Felling better, having said that.
However, I also refuse to name them “animals”. That is a trick which is frequently used by those who want to establish legitimacy for their own unethical and horrible action. The Nazis created the word “Untermensch”, shamefully staining the German history. Many others did, and continue to do, exactly the same. By depriving somebody from being considered a human being, genocidaires and mass murderers can justify action that otherwise would be morally or ethically questionable, and it makes it easier for the killers who they need, to kill for them.
No, this butcher may be whatever curse I can find for him (feeling better thereafter), but he remains a human being. As such, my rules of the game apply for what I stand for: Humanity.
However:
When I saw the video yesterday, I was immediately overwhelmed by a complex mixture of feelings including rage, despair, deepest sadness, shock. I cried and needed to compose myself immediately again, because some children were in the other room.
From then on, I literally obsessed for hours, when ever I had a minute, about what I would do if I would get my hands on this black clad coward butcher.

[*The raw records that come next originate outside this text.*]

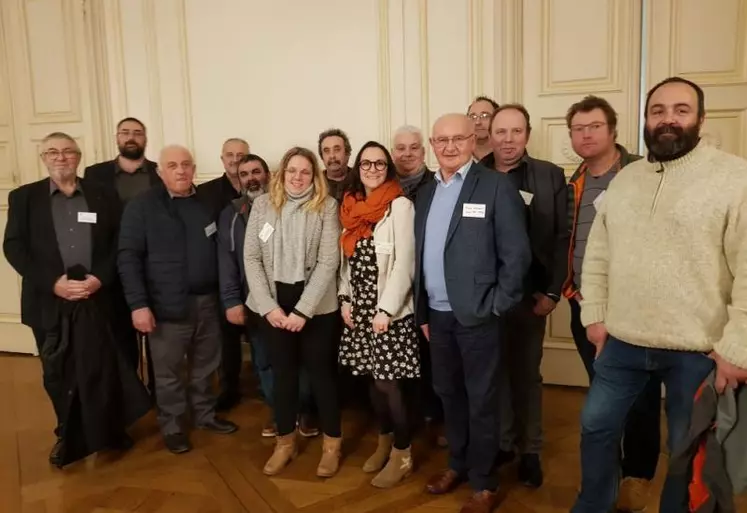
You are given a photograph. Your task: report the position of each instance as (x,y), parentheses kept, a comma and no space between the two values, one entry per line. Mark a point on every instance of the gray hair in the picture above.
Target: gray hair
(408,129)
(236,139)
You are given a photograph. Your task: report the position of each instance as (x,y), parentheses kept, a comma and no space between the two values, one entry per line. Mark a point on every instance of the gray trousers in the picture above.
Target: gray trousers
(196,342)
(520,379)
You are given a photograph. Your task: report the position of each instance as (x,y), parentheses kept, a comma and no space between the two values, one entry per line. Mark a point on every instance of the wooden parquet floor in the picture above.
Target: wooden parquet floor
(223,474)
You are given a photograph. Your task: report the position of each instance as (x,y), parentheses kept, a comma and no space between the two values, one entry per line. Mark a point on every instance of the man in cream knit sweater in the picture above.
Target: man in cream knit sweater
(664,283)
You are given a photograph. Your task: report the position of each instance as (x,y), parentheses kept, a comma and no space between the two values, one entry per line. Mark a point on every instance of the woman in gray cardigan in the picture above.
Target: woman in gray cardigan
(291,256)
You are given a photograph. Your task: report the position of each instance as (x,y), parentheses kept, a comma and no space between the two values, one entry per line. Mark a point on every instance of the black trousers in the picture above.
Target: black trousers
(53,391)
(642,438)
(466,362)
(232,357)
(314,348)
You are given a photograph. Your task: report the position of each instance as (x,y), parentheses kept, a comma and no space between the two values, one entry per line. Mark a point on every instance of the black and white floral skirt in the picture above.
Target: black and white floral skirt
(390,355)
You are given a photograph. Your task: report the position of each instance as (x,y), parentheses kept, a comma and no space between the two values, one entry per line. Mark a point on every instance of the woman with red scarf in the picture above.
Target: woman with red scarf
(380,338)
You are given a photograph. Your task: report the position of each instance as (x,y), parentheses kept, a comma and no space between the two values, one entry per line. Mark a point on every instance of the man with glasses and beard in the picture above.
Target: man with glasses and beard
(253,175)
(128,175)
(664,287)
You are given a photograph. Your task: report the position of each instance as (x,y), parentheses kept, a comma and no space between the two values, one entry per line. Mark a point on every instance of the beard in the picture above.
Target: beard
(254,191)
(665,149)
(131,151)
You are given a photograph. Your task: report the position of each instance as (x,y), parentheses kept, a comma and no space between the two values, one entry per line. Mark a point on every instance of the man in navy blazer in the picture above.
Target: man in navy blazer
(472,254)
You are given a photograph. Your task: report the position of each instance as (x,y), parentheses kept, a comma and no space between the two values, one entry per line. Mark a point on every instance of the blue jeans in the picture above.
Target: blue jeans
(622,373)
(263,370)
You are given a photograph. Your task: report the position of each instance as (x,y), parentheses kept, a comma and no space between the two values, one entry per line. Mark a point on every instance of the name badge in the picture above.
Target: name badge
(473,210)
(527,197)
(598,201)
(385,248)
(266,231)
(87,217)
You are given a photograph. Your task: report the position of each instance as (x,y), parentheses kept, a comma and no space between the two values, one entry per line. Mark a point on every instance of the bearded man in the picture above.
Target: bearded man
(253,175)
(128,175)
(664,287)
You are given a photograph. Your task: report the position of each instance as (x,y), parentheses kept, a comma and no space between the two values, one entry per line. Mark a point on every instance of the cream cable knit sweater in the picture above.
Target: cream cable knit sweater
(666,262)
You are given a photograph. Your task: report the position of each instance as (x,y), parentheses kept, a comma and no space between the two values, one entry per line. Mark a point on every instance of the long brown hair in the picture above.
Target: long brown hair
(277,181)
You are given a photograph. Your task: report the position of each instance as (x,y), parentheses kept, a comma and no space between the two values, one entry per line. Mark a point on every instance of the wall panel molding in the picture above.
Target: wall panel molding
(738,72)
(384,75)
(41,72)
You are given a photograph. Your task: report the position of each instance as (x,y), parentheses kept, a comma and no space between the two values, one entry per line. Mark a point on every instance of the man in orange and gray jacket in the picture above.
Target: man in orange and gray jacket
(592,124)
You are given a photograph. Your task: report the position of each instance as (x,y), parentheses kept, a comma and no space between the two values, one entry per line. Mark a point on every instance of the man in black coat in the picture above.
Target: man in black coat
(543,190)
(128,175)
(168,265)
(61,237)
(471,255)
(216,195)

Yes, coward, because he is hiding his ugly face. I do not. I had all sorts of day dreams about how to torture this man, in detail.
It took me a hard time to recover into my spirituality, into not only understanding on an intellectual level that this is EXACTLY what they want us to feel, but also to admit on my spiritual level that any such retaliation would be wrong for all intents and purposes.
We only have one chance to demonstrate our values: By adhering to them. So I am talking about my values here.
I remember my father. I was young, and he would refer to Jesus’ sentence saying that if one gets slapped on one cheek, one should offer the other cheek to the offender, too. My father often said that he would have difficulties with that. Instead, he considered some situations justifying the principle “An Eye for an Eye”.
I have two answers, one with my heart, one with my brain:
My heart tells me that I would give up my soul, and my spirituality, if I would give in into ripping that butcher’s nails off his fingers and toes, one by one. Well, it gives me some relief thinking about it, though, frankly. But that’s about it, that’s about as far as I can go, and it already makes me praying for that this resentment is taken away from me with the help of my Higher Power.
Secondly, my brain tells me that this is exactly what these groups want us to feel: They thrive from this. Because, amongst other reasons, think about what they did, too: They requested 100 Million USD ransom money.
They are not only a bunch of terrorists. They belong to an organized crime organization, they capture people in order to make money in order to exercise power. They are true sociopaths, like every organized crime group is, because they give an ethical and moral damn about how to generate money, how to establish power. If they can make more money by legal means, they will just do that. If they can make more money by chopping heads off, well, they will just do that.
That is who they are. In their cold and well crafted strategy, they aim at taking our values away from us, by making us doing what they do.
They are sociopathic criminals. They don’t feel anything like empathy. So, we treat them as such. We apply the rule of law to them. Because that is what is protecting our values, and our humanity.
Never. Never again.
So timely and so much your true self. Thank you, Stefan!